For Pope Francis, Fake News Goes Back to the Garden of Eden

The serpent in the Garden of Eden hissed the first fake news to Eve and it all went downhill from there, Pope Francis writes in a major document about the phenomenon of fake news. “We need to unmask what could be called the ‘snake-tactics’ used by those who disguise themselves in order to strike at any time and place,” the pope writes in a message ahead of what the church has designated as its World Day of Social Communications, in May. He offered a largely cleareyed assessment of the problem, its social impact, and the responsibility of social media giants and journalists.

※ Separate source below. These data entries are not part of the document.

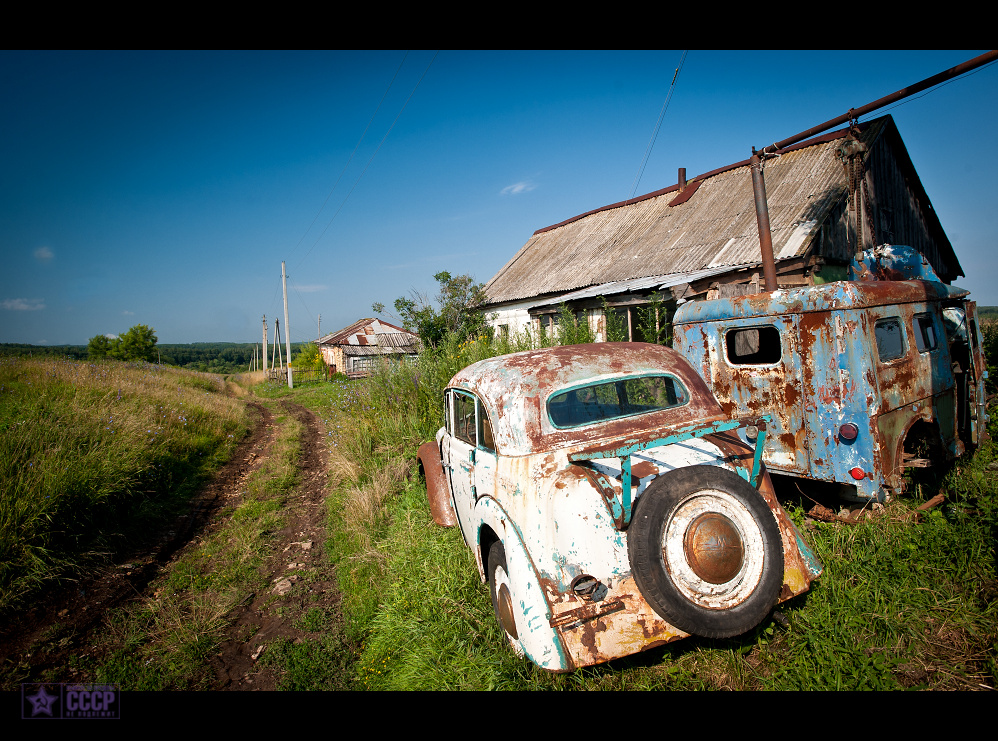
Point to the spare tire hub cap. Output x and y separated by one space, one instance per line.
713 548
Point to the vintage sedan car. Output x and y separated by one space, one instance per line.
611 504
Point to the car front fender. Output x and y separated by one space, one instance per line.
437 488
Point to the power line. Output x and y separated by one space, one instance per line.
359 177
356 147
658 125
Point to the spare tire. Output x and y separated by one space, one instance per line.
705 551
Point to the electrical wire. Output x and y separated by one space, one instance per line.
658 124
350 159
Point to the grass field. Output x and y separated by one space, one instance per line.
905 601
93 456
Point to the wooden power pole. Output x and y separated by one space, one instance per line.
265 342
287 327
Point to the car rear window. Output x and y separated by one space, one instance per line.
621 397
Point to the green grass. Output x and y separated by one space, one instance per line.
901 604
93 456
166 640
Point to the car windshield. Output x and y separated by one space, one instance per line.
623 397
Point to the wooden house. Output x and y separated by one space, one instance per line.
355 350
829 198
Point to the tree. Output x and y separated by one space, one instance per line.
138 343
99 347
459 300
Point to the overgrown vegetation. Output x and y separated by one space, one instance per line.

Deadly ISIS Attack Hits Save the Children in Afghanistan

Five Islamic State gunmen stormed the Save the Children office in the eastern Afghan city of Jalalabad after an explosion on Wednesday, killing five people and wounding dozens in a 10-hour siege, officials said. The assailants were killed. Save the Children, a global charity that provides aid in 120 countries, said it had suspended all Afghanistan operations. It had been working in 16 of Afghanistan’s 34 provinces, reaching more than 700,000 children. The Islamic State’s local affiliate in Afghanistan claimed responsibility for the attack, according to the group’s Amaq news agency.

Britain’s ‘Most Un-PC’ Charity Will Shut Down

An organization that has run an all-male, black-tie charity dinner in London announced Wednesday it would hand out its remaining funds and then shut down, a day after an undercover investigation by The Financial Times revealed that participants in the dinner groped, harassed and propositioned young women hired as servers. The British establishment’s reaction to the scandal was severe and immediate, a reflection of the reckoning for many powerful men around the world following revelations of sexual misconduct by Hollywood producer Harvey Weinstein.

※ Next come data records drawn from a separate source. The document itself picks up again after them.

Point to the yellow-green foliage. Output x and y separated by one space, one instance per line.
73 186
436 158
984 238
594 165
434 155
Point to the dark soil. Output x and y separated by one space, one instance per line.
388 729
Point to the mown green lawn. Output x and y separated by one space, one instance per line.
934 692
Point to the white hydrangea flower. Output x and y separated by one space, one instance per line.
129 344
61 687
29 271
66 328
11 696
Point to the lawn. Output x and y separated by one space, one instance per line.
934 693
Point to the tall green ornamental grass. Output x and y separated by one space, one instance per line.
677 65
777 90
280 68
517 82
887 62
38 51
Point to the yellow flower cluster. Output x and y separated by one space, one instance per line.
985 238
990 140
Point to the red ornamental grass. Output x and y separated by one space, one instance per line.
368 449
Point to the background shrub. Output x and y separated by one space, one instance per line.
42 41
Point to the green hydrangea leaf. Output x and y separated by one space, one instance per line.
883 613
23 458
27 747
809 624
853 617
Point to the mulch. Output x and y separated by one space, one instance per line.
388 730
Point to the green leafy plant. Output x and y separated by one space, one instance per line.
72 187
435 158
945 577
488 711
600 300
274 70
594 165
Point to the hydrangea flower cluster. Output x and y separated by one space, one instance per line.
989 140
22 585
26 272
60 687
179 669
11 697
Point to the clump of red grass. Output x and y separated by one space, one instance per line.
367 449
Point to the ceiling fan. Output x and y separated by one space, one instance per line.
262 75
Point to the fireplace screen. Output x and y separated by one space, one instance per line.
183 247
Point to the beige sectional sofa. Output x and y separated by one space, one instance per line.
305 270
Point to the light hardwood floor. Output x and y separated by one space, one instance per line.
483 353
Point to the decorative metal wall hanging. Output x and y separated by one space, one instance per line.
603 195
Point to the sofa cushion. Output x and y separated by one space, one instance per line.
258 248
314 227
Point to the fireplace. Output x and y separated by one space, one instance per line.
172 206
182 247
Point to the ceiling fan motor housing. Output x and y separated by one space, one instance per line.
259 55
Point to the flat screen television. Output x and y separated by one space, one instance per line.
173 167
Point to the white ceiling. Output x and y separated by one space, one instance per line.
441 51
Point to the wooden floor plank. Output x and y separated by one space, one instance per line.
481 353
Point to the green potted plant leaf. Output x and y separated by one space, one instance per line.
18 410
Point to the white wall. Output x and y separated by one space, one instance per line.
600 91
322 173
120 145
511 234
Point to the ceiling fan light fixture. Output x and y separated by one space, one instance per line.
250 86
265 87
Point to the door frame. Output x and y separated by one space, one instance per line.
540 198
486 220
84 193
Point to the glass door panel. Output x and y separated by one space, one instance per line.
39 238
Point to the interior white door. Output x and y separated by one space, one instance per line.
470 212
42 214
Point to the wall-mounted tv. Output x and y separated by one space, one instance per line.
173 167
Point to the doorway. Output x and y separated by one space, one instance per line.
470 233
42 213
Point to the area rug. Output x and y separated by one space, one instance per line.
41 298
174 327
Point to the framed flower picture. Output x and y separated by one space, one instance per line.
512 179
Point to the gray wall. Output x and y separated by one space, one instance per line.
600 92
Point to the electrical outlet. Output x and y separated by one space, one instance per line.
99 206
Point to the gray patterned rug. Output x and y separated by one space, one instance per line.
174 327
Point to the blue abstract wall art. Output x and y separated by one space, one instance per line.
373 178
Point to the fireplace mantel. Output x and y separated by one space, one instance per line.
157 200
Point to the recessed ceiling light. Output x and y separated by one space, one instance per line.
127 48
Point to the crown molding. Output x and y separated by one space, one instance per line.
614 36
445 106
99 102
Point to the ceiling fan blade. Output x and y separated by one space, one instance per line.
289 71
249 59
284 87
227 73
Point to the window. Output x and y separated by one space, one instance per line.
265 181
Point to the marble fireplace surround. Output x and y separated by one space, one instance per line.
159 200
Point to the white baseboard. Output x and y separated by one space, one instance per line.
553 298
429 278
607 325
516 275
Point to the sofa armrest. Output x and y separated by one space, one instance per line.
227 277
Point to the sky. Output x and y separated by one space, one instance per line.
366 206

Cell Behind Barcelona Attack May Have Had Sights on Eiffel Tower

In the weeks before they carried out an attack in the Spanish city of Barcelona last summer, a cell of jihadis inspired by the Islamic State traveled repeatedly to France, where they bought a camera and recorded footage of the Eiffel Tower. That video, as well as the stunning quantity of precursor chemicals used to make explosives which were recovered from the safe house they used, has led experts to conclude that the terrorists were plotting something larger. The materials they left behind suggest that their plan involved packing vans with explosives and attacking targets not just in Spain, where the group killed 16 people in August, but also possibly in France.

Upending Brazil’s Presidential Race, Court Upholds Former Leader’s Conviction

An appeals court in southern Brazil on Wednesday upheld a corruption conviction against the former president, Luiz Inácio Lula da Silva, dealing a significant blow to his quest to win a third term. The ruling was a victory for prosecutors in what may be the highest-stakes case in the yearslong showdown between Brazil’s judiciary and the political elite. Prosecutors have portrayed da Silva as a linchpin of Brazil’s endemically corrupt political system. The unanimous decision by a three-judge panel adds fresh uncertainty to the deeply polarized race to replace President Michel Temer next year.

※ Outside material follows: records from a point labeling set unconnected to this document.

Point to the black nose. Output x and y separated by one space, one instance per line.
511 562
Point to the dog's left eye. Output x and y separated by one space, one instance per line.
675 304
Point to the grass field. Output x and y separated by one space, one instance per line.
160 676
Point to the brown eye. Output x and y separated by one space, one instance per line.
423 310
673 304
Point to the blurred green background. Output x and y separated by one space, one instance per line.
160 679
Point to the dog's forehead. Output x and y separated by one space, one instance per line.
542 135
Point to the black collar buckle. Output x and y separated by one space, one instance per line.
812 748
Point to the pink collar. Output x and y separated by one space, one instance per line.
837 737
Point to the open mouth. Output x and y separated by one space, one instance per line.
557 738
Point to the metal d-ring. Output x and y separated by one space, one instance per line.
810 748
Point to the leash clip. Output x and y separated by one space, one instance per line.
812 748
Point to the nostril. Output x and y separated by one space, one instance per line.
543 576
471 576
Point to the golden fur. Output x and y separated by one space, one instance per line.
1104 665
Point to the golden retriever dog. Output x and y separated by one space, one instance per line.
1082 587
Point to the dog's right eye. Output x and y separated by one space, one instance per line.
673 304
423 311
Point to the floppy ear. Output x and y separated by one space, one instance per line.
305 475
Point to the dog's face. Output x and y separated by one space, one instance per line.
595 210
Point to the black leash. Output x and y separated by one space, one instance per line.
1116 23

Trump Sharply Warns Turkey Against Military Strikes in Syria

Simmering tensions between Turkey and the United States spilled into the open Wednesday as President Donald Trump warned President Recep Tayyip Erdogan against the growing risk of conflict between the two nations. The Turkish president, for his part, demanded that the United States end its support for Kurdish militias. The two men spoke by telephone as Turkish forces attacked Kurdish militias in Syria. U.S. officials said they were increasingly uneasy that the campaign against the Islamic State would be seriously undermined by the newest battlefront in a country that has been ravaged by war for nearly seven years.